Accounts

Accounts are the central data structure in Bantu. They hold balances, sign transactions, and issue assets. All entries that persist on the ledger are owned by a particular account.

In addition to a valid keypair, an account needs a balance of XBN sufficient to meet the network reserve before it exists on the ledger.

Keypair

Bantu relies on public key cryptography to ensure that transactions are secure: every account requires a valid keypair consisting of a public key a private key. The public key is, as the name suggests, public. It’s visible on the ledger, anyone can look it up, and it’s what others use to send payments to the account, identify the issuer an asset, and verify that a given transaction is authorized.

The private key, however, is something an account holder should guard closely. It’s kind of like the combination to a lock — anyone who knows it can access the account, sign transactions, send funds, whatever. Do not share your private key with anyone.

You can use any Bantu wallet or SDK to generate a valid keypair.

Account Creation

A keypair alone doesn’t create an account: before an account exists on the ledger, it needs an XBN balance sufficient to meet the minimum network reserve. The minimum reserve, which is determined by validator vote, is intended to disincentivize the creation of tons of unused accounts in order to prevent ledger spam and maintain the efficiency and scalability of the network.

There is a specific operation, Create Account, which you use to make a payment to a valid public key that does not exist on the ledger, thereby creating the account.

Account fields

Accounts have the following fields:

Account ID

The public key that was used to create the account. Even if you replace the signer with a different key, the original account ID will always be used to identify the account.

Sequence number

The current transaction sequence number of the account. This number starts equal to the ledger number at which the account was created, and increments upward as the account signs transactions.

Number of subentries

Number of entries the account owns. This number is used to calculate the account's minimum balance: each subentry increases an account’s reserve by 0.5XBN. Subentries include:

Trustlines Offers Signers Data entries

Thresholds

Operations have varying levels of access. This field specifies thresholds for low-, medium-, and high-access levels, as well as the weight of the master key. For more info, see multi-sig.

Home domain

A fully qualified domain name such as example.com linked to the account. A home domain is required of asset issuers, who use it to publish meta-information for Bantu wallets and potential token holders, and for organizations running validators, who use it to self-identify their nodes.

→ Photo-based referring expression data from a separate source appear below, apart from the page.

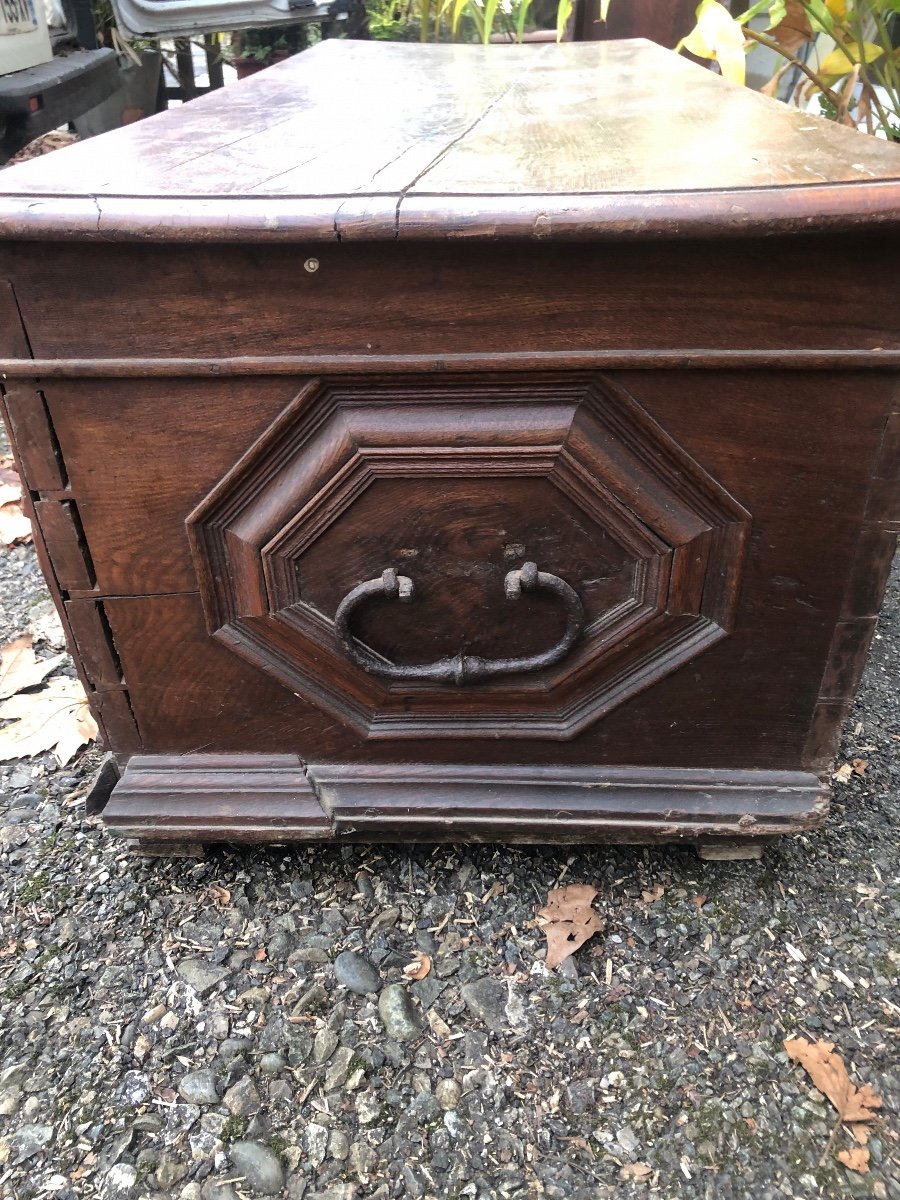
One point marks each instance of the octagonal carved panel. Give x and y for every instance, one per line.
x=461, y=496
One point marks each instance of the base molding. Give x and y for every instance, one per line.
x=277, y=798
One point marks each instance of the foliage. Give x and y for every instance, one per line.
x=268, y=45
x=838, y=52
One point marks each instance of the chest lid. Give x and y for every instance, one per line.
x=367, y=141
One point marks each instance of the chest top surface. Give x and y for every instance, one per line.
x=376, y=141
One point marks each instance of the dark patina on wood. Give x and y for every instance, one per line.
x=533, y=324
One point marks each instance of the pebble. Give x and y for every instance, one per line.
x=355, y=972
x=486, y=999
x=399, y=1014
x=243, y=1098
x=120, y=1182
x=324, y=1045
x=199, y=1086
x=259, y=1167
x=201, y=975
x=30, y=1140
x=448, y=1092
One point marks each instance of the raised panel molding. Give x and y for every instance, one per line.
x=303, y=516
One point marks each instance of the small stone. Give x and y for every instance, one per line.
x=397, y=1013
x=216, y=1189
x=232, y=1048
x=30, y=1140
x=199, y=1086
x=448, y=1092
x=627, y=1139
x=339, y=1145
x=324, y=1047
x=367, y=1108
x=315, y=997
x=316, y=1138
x=357, y=973
x=339, y=1068
x=259, y=1167
x=121, y=1182
x=255, y=997
x=243, y=1099
x=135, y=1089
x=486, y=999
x=201, y=975
x=169, y=1171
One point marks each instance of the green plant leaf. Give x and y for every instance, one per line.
x=564, y=11
x=490, y=13
x=844, y=58
x=521, y=17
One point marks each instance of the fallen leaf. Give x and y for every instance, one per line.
x=568, y=921
x=635, y=1171
x=57, y=718
x=857, y=1159
x=19, y=669
x=419, y=967
x=496, y=889
x=828, y=1073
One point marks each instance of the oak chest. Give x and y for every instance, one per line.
x=443, y=442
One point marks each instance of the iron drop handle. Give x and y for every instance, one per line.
x=460, y=669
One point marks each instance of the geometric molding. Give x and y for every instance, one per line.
x=275, y=798
x=454, y=483
x=564, y=804
x=259, y=798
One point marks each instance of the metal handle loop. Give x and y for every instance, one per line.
x=461, y=669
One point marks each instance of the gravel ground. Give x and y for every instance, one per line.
x=243, y=1025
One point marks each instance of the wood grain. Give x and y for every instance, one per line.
x=469, y=125
x=447, y=300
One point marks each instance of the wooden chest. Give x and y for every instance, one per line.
x=443, y=442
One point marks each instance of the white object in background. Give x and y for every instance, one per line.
x=24, y=40
x=184, y=18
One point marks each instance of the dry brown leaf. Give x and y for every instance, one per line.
x=795, y=30
x=57, y=718
x=857, y=1159
x=568, y=921
x=496, y=889
x=19, y=669
x=419, y=967
x=15, y=526
x=828, y=1073
x=635, y=1171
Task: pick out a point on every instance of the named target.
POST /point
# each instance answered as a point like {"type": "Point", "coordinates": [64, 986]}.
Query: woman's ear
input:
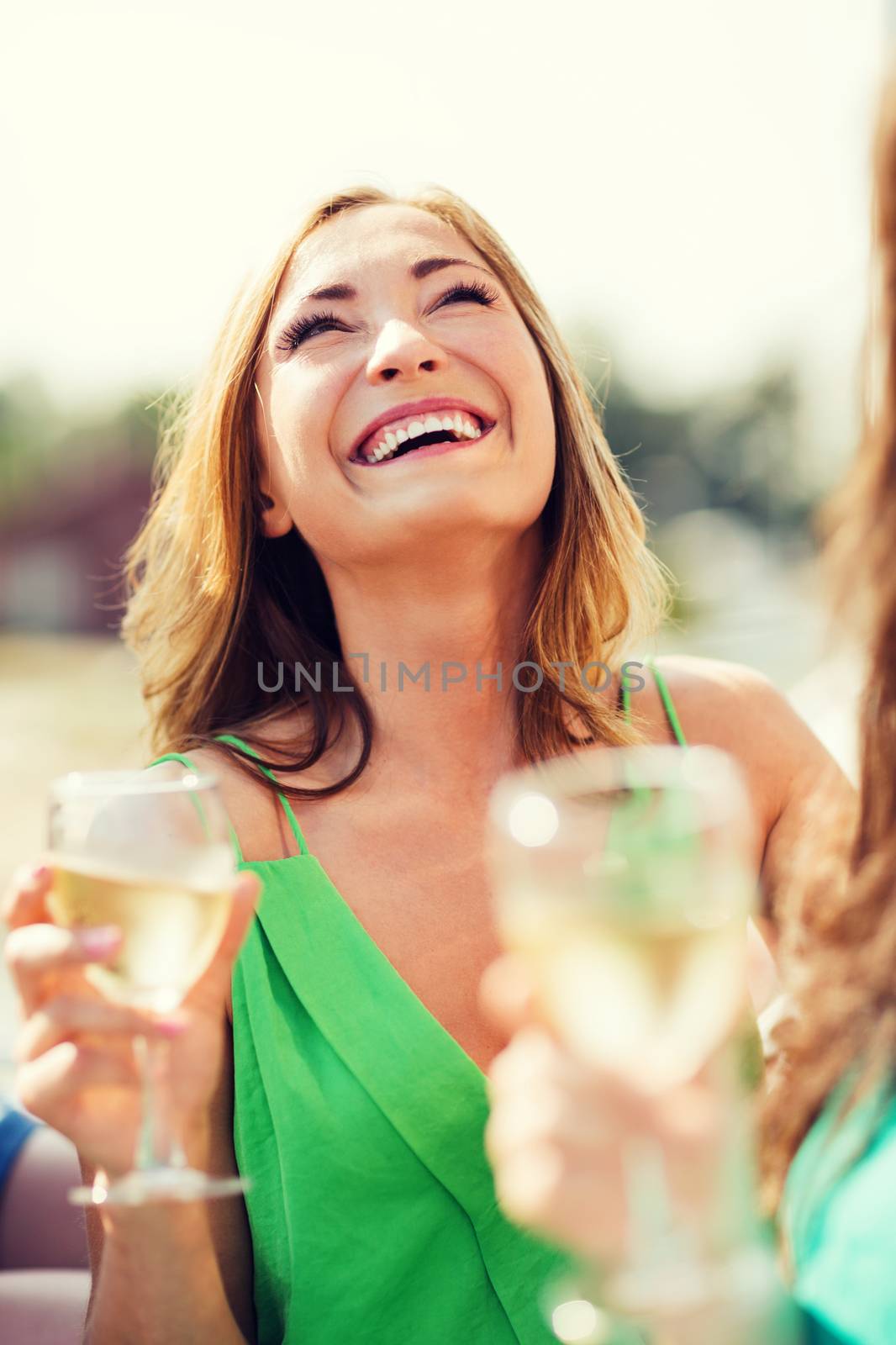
{"type": "Point", "coordinates": [273, 515]}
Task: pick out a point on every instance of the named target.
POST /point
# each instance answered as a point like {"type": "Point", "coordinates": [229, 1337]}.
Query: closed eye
{"type": "Point", "coordinates": [300, 329]}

To add a home domain to an account, use the Set Options operation.

Flags

Asset issuers set flags at the account level if they want to control access to the assets they issue. There are three flags:

  • Authorization required (0x1): Requires the issuing account to grant an account permission to hold an asset. With this flag set, an issuer can either grant full authorization to transact with its asset or it can grant limited authorization allowing the holder to maintain orders on the order books, but not to otherwise transact with the asset.

  • Authorization revocable (0x2): Allows the issuing account to reduce the authorization level of an account from full to partial, from full to none, or from partial to none.

  • Authorization immutable (0x4): Prevents the issuer from setting either of the above flags or deleting the issuing account.

Balances

Each account has a balance for each token the account holds, including XBN.

Liabilities

Each account also tracks its liabilities. Buying liabilities equal the total amount of an asset offered to buy aggregated over all offers owned by this account, and selling liabilities equal the total amount of an asset offered to sell aggregated over all offers owned by this account.

An account must always have a balance sufficiently above the minimum reserve to satisfy its XBN selling liabilities, and a balance sufficiently below the maximum to accommodate its XBN buying liabilities.

Signers

You can add signers to an account, and this field lists other public keys and their weights that can be used to authorize transactions. For more info, see multisig.